Hey Daniel,

>
> I want to create a new monoid and a group of invertible elements of this 
> monoid. 
>

Yay, we could use more monoids in Sage.

>
> The creation of the monoid (Parent and Element) is described very well 
> in [1] (and got to understand the category framework a bit more). From 
> an object-orientated point of view, I now would inherit a class for the 
> invertible elements from both, the created monoid element and from 
> GroupElement. This class will have methods only invertible elements have. 
> My question now is, how the interplay between all theses elements (and 
> also parents) is. In particular, when I create an invertible element 
> through my monoid parent, does this already give a group element or do I 
> explicitly have to construct the element via the group parent? How is 
> this handled usually? Is there some (well written ;)) code (some 
> monoid/groups) in Sage, where I can see a similar thing going on? 
>

How I did it for free monoids/groups whose generators are indexed by 
arbitrary sets (indexed_free_*.py) and how I would suggest would be to have 
a class for the monoid element, and then have the group element inherit 
from the monoid element (plus whatever else seems appropriate) and 
implement the inverse there. In implementing the multiplication, you should 
be ending with something like

return self.__class__(self.parent(), data)

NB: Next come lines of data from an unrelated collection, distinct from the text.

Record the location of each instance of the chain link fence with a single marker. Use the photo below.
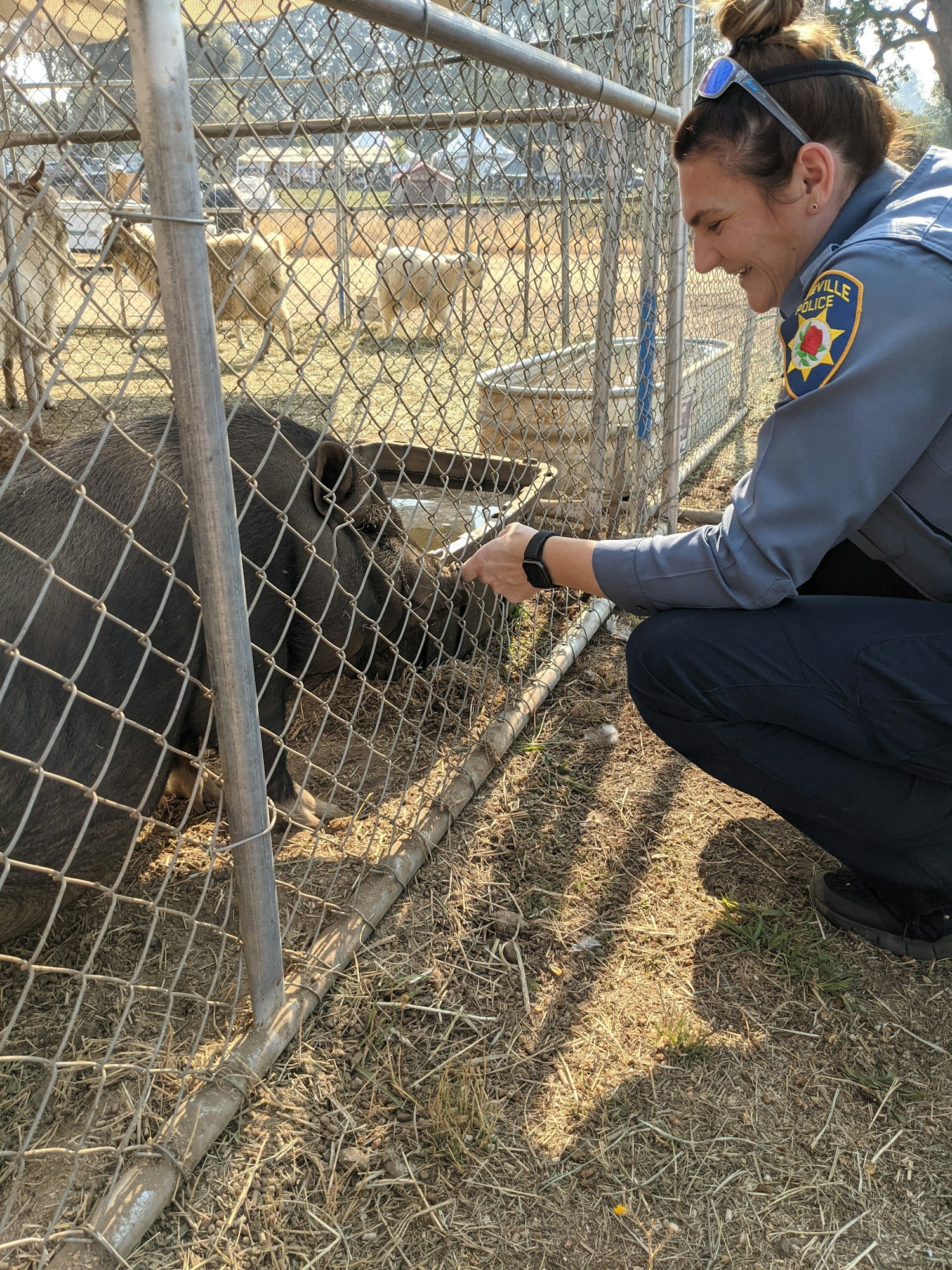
(447, 289)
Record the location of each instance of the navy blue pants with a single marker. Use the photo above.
(835, 709)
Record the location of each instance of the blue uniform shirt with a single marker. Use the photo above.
(860, 445)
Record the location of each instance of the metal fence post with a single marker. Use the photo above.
(614, 213)
(342, 246)
(747, 349)
(565, 294)
(161, 76)
(677, 281)
(20, 307)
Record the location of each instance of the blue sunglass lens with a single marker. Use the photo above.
(718, 77)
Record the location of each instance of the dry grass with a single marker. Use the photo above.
(494, 232)
(409, 388)
(672, 1065)
(710, 1080)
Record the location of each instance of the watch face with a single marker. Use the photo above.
(536, 573)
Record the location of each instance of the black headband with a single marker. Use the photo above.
(812, 69)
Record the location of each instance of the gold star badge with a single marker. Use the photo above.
(813, 344)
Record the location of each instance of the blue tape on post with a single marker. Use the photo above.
(647, 363)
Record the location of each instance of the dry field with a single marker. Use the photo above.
(409, 388)
(670, 1065)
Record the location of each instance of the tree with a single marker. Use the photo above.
(896, 26)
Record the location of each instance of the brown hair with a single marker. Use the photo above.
(849, 115)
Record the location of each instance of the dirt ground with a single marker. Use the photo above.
(673, 1064)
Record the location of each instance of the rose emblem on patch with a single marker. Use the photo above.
(822, 331)
(813, 341)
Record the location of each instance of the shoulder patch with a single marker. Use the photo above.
(818, 337)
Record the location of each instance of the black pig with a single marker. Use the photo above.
(103, 666)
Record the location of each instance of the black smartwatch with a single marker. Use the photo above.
(532, 566)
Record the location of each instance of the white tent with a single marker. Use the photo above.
(101, 21)
(491, 157)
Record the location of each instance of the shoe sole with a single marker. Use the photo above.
(920, 951)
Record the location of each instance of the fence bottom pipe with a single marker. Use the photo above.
(713, 443)
(138, 1200)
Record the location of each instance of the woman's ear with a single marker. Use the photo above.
(816, 176)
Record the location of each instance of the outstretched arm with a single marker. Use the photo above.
(499, 565)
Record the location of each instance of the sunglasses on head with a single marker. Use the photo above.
(724, 72)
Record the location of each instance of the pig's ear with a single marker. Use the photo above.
(333, 473)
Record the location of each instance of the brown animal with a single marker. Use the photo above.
(43, 272)
(408, 279)
(247, 270)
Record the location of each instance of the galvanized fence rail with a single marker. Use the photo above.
(322, 298)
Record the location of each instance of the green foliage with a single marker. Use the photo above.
(786, 943)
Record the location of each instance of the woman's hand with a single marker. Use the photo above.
(499, 565)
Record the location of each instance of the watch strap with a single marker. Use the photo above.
(538, 573)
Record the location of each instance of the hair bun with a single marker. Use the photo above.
(750, 22)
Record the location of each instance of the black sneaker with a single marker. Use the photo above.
(847, 902)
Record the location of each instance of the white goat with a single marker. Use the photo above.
(409, 277)
(247, 271)
(40, 231)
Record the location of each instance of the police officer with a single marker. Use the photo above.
(802, 651)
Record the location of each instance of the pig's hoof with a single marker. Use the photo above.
(183, 780)
(310, 812)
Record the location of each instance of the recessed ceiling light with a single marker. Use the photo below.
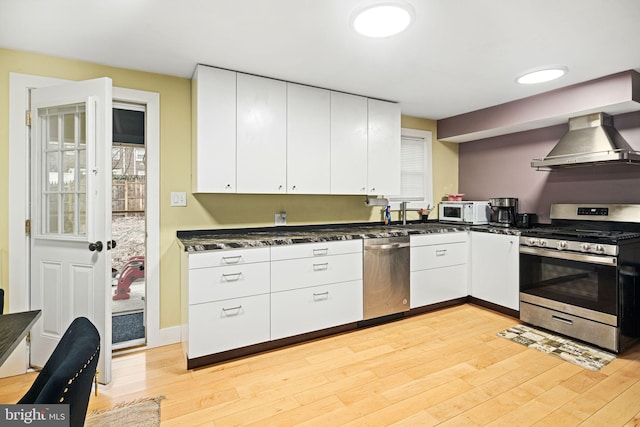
(541, 75)
(382, 19)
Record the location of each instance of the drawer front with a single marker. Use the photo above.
(438, 285)
(225, 325)
(439, 238)
(316, 250)
(311, 309)
(306, 272)
(423, 257)
(235, 281)
(228, 257)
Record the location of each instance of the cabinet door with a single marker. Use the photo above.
(495, 262)
(348, 144)
(261, 136)
(308, 138)
(225, 325)
(438, 284)
(214, 127)
(310, 309)
(383, 148)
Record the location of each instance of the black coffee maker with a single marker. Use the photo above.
(504, 211)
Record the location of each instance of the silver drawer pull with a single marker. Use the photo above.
(232, 277)
(321, 267)
(232, 259)
(562, 319)
(320, 295)
(232, 311)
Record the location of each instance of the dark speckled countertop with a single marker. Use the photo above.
(206, 240)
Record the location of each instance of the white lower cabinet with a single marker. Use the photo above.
(224, 325)
(495, 263)
(439, 268)
(313, 308)
(315, 286)
(225, 298)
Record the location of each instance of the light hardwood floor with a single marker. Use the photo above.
(444, 368)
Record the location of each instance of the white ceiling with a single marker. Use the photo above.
(458, 56)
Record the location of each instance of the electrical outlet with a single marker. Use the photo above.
(281, 218)
(178, 198)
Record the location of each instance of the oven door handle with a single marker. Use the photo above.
(593, 259)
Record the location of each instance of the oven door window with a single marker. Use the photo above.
(581, 284)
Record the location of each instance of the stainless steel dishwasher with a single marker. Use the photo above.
(386, 276)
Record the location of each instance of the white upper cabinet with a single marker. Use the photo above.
(348, 144)
(214, 152)
(261, 135)
(308, 140)
(383, 150)
(258, 135)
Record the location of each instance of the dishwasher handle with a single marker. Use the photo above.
(386, 247)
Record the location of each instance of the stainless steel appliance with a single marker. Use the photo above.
(591, 139)
(503, 211)
(465, 212)
(386, 276)
(580, 275)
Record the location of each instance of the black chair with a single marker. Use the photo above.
(68, 374)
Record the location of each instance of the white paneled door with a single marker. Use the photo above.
(71, 213)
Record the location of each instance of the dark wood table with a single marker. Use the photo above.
(13, 328)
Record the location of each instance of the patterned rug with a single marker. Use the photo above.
(577, 353)
(138, 413)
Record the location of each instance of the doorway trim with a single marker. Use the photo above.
(19, 161)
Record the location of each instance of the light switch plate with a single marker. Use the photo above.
(178, 198)
(281, 218)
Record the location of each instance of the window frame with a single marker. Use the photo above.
(427, 136)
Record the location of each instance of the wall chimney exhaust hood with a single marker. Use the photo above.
(591, 140)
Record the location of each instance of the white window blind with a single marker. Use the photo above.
(415, 170)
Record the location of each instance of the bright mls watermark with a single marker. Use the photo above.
(34, 415)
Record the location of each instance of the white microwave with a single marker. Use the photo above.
(465, 212)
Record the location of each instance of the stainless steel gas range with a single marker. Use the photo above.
(580, 275)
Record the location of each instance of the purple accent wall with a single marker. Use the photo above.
(500, 167)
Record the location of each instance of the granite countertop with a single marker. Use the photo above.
(220, 239)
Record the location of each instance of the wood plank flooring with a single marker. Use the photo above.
(445, 368)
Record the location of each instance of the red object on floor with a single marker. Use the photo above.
(132, 271)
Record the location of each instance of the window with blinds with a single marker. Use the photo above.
(415, 169)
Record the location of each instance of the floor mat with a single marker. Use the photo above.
(577, 353)
(127, 327)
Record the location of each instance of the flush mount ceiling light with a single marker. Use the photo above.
(382, 19)
(541, 75)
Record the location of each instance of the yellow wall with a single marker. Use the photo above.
(203, 211)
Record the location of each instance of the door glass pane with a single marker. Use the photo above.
(64, 172)
(81, 176)
(69, 213)
(52, 171)
(51, 204)
(69, 130)
(82, 134)
(51, 126)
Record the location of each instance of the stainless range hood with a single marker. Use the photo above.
(591, 140)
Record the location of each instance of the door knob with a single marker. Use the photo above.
(97, 246)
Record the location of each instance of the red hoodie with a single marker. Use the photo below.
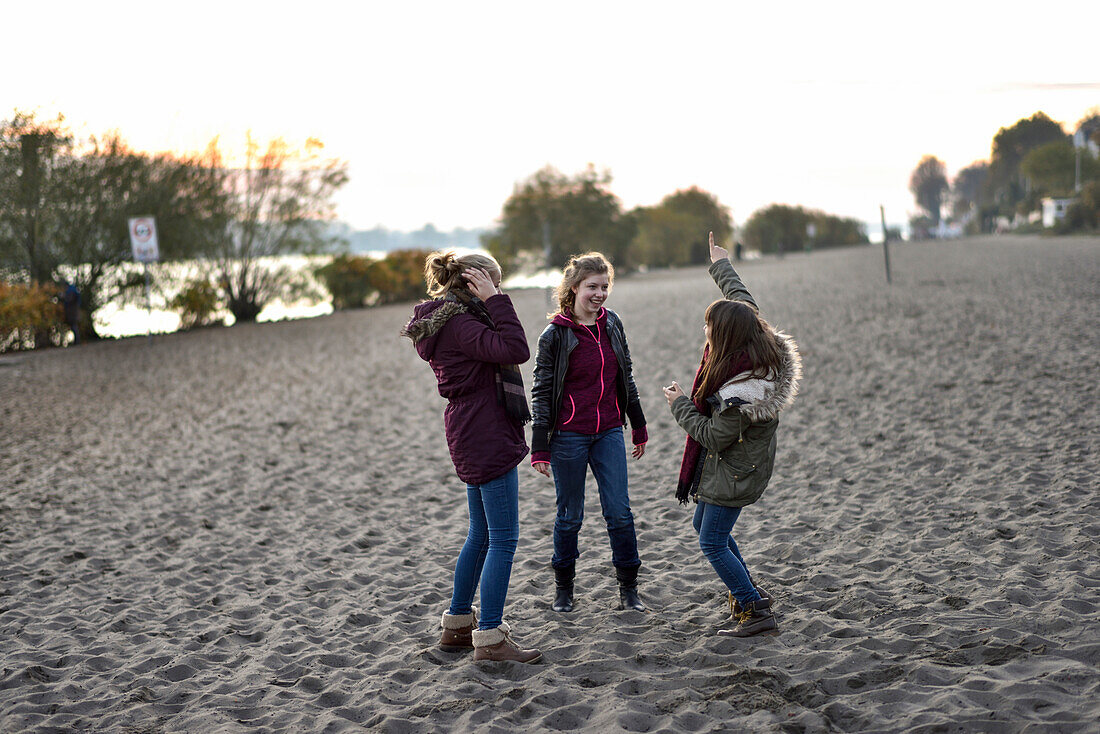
(590, 398)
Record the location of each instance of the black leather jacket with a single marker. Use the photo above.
(551, 363)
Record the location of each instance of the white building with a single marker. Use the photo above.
(1054, 210)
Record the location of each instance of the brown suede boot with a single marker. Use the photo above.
(757, 619)
(497, 645)
(735, 606)
(458, 632)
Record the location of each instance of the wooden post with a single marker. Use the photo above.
(886, 241)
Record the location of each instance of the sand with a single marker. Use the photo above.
(254, 528)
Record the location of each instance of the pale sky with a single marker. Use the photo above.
(441, 107)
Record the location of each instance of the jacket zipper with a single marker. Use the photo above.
(600, 347)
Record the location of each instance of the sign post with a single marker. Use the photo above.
(886, 240)
(145, 251)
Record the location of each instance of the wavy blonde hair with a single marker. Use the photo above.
(578, 269)
(443, 271)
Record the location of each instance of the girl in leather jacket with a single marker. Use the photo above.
(582, 395)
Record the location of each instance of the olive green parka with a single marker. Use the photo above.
(738, 438)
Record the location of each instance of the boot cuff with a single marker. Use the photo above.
(457, 621)
(490, 637)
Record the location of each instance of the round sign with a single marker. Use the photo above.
(142, 231)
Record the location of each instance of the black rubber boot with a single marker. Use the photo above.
(563, 578)
(628, 589)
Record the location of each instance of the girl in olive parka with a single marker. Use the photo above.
(749, 372)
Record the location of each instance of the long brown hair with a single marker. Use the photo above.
(578, 269)
(443, 271)
(736, 333)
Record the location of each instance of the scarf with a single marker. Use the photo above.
(509, 381)
(690, 467)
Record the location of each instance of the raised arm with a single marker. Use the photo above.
(726, 277)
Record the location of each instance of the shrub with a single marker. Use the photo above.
(197, 303)
(399, 276)
(1085, 212)
(30, 316)
(348, 278)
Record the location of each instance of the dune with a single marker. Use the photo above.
(255, 527)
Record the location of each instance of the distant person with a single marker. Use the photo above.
(70, 304)
(472, 338)
(749, 372)
(582, 395)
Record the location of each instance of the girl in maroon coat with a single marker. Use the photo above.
(472, 338)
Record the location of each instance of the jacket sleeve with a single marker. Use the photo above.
(506, 344)
(726, 278)
(715, 431)
(633, 402)
(542, 391)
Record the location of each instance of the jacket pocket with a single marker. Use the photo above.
(735, 470)
(736, 482)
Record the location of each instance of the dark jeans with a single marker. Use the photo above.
(570, 457)
(714, 525)
(490, 547)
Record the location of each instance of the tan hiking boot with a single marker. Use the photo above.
(735, 606)
(497, 645)
(756, 619)
(458, 632)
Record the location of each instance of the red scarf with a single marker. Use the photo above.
(694, 449)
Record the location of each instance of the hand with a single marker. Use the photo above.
(672, 392)
(481, 283)
(716, 252)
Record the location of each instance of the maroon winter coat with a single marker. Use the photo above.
(483, 440)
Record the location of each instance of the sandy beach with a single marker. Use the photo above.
(254, 528)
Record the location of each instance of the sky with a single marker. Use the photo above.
(441, 108)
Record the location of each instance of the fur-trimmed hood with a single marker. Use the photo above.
(761, 400)
(428, 318)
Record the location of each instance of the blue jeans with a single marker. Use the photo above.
(570, 457)
(714, 525)
(490, 547)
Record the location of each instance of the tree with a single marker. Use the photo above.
(782, 228)
(675, 231)
(31, 155)
(928, 185)
(1007, 185)
(560, 216)
(278, 203)
(663, 237)
(1051, 168)
(106, 185)
(967, 187)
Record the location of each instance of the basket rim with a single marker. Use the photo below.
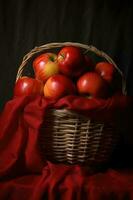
(52, 45)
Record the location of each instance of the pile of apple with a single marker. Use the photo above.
(69, 72)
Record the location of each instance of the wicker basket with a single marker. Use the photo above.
(69, 137)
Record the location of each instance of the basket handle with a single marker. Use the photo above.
(91, 48)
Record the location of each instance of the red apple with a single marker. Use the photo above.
(58, 86)
(106, 70)
(92, 84)
(71, 61)
(45, 66)
(28, 86)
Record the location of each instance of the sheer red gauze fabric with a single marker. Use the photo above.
(23, 174)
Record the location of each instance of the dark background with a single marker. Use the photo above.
(24, 24)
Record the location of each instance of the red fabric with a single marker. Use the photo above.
(23, 174)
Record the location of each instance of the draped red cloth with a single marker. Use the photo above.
(23, 174)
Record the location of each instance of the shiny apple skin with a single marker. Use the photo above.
(106, 70)
(28, 86)
(91, 84)
(45, 66)
(58, 86)
(71, 61)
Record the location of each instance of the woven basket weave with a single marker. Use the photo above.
(67, 136)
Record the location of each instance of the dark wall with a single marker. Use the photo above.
(25, 24)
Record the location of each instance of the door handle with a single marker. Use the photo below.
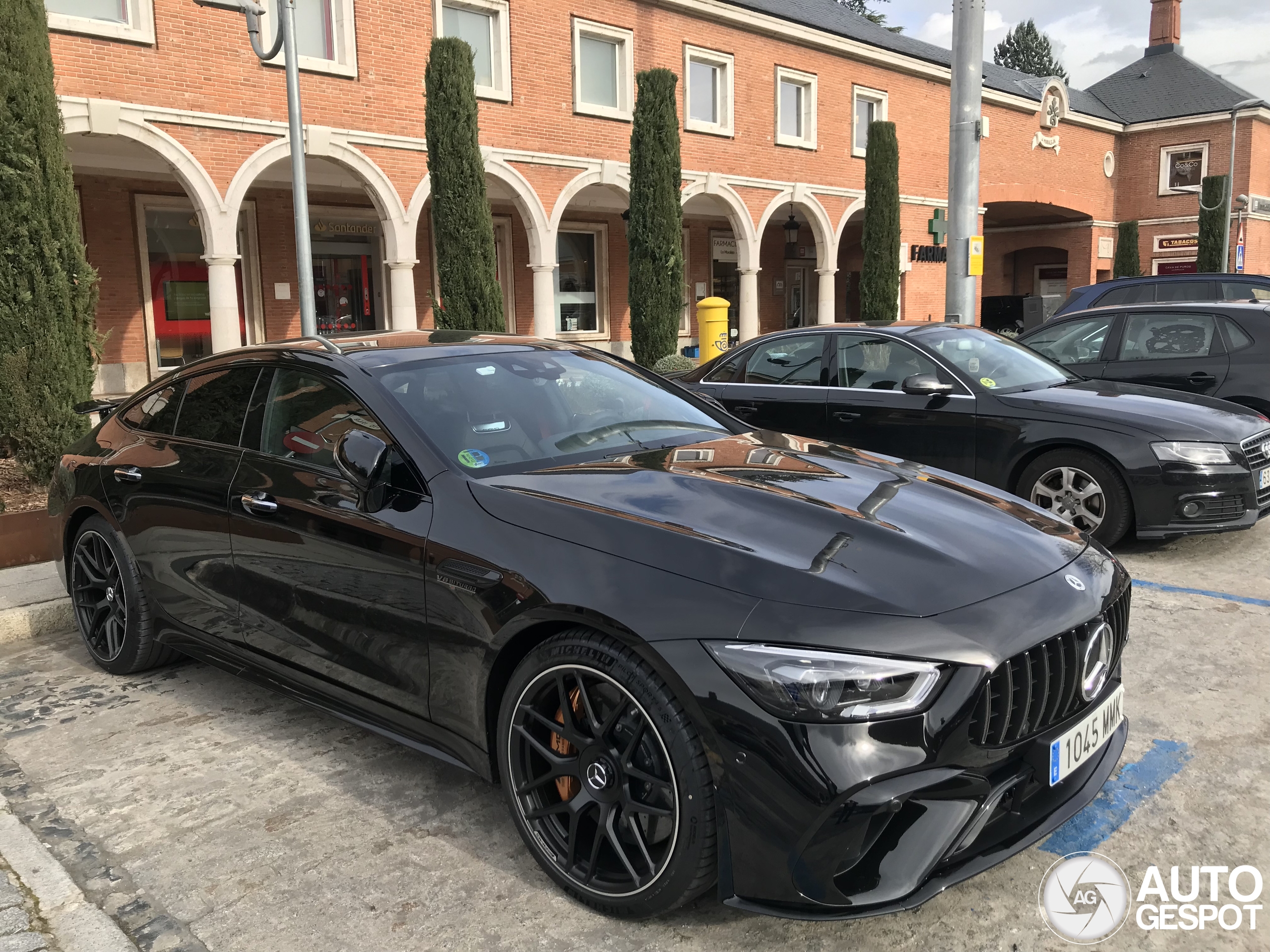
(259, 503)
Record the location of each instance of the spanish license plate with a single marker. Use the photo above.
(1082, 742)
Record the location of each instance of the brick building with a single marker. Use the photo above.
(180, 144)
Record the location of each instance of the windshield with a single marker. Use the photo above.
(524, 409)
(992, 362)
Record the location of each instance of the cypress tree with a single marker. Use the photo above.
(1126, 264)
(48, 287)
(1213, 221)
(656, 234)
(879, 280)
(463, 228)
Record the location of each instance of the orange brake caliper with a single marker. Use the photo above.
(567, 786)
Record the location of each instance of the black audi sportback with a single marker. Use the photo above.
(690, 652)
(1109, 457)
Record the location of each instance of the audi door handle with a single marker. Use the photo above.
(259, 503)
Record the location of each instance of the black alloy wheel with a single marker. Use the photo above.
(1080, 489)
(111, 608)
(597, 792)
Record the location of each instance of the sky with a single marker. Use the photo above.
(1094, 40)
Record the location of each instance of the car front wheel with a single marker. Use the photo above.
(606, 777)
(1081, 489)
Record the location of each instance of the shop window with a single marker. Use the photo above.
(581, 281)
(324, 36)
(869, 106)
(1183, 168)
(484, 26)
(604, 82)
(132, 21)
(708, 92)
(795, 108)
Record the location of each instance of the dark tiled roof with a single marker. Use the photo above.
(1165, 84)
(1174, 87)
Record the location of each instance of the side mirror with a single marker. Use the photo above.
(361, 456)
(925, 385)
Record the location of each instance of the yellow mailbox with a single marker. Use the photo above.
(711, 328)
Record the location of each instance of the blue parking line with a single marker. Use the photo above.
(1118, 799)
(1179, 590)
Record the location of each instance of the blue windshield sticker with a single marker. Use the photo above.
(474, 459)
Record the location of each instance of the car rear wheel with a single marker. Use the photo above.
(111, 608)
(606, 777)
(1081, 489)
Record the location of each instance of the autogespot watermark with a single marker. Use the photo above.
(1085, 898)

Now I would also implement _coerce_map_from_(self, P) for the group (the 
parent) which returns True when P is an instance of the monoid (the parent) 
(which I did not implement for the free group...probably should do that). 
Then I would have the group's _element_constructor_ handle elements from 
the monoid and spits out an element of the group. Then the coercion 
framework will take care of the rest.

I don't know of a specific place where this is currently for 
monoids/groups. There's code scattered throughout sage for the 
_coerce_map_from_ (ex. shuffle_algebra.py, symmetric_group_algebra.py in 
the latest beta). I hope that helps, and feel free to cc me on the ticket 
(tscrim) or ask if you have any other questions.

 

> There is also a second question I have (but much more non-specific): My 
> elements can be seen also as functions acting on some set and the monoid 
> operation corresponds to function composition. Is there a way to bring 
> this aspect in? (As this question is very vague, I'm happy with every 
> input you can provide.) 
>
>  You can implement a __call__() method to have the elements act as 
functions (although you'll have the implement the function composition and 
possible coercions manually). Alternatively it might be possible for the 
element to inherit from Map or Morphism, and in that case, the coercion 
would be done automatically and you'll want to implement _call_() (with 
only one underscore). I'd suggest trying the latter first.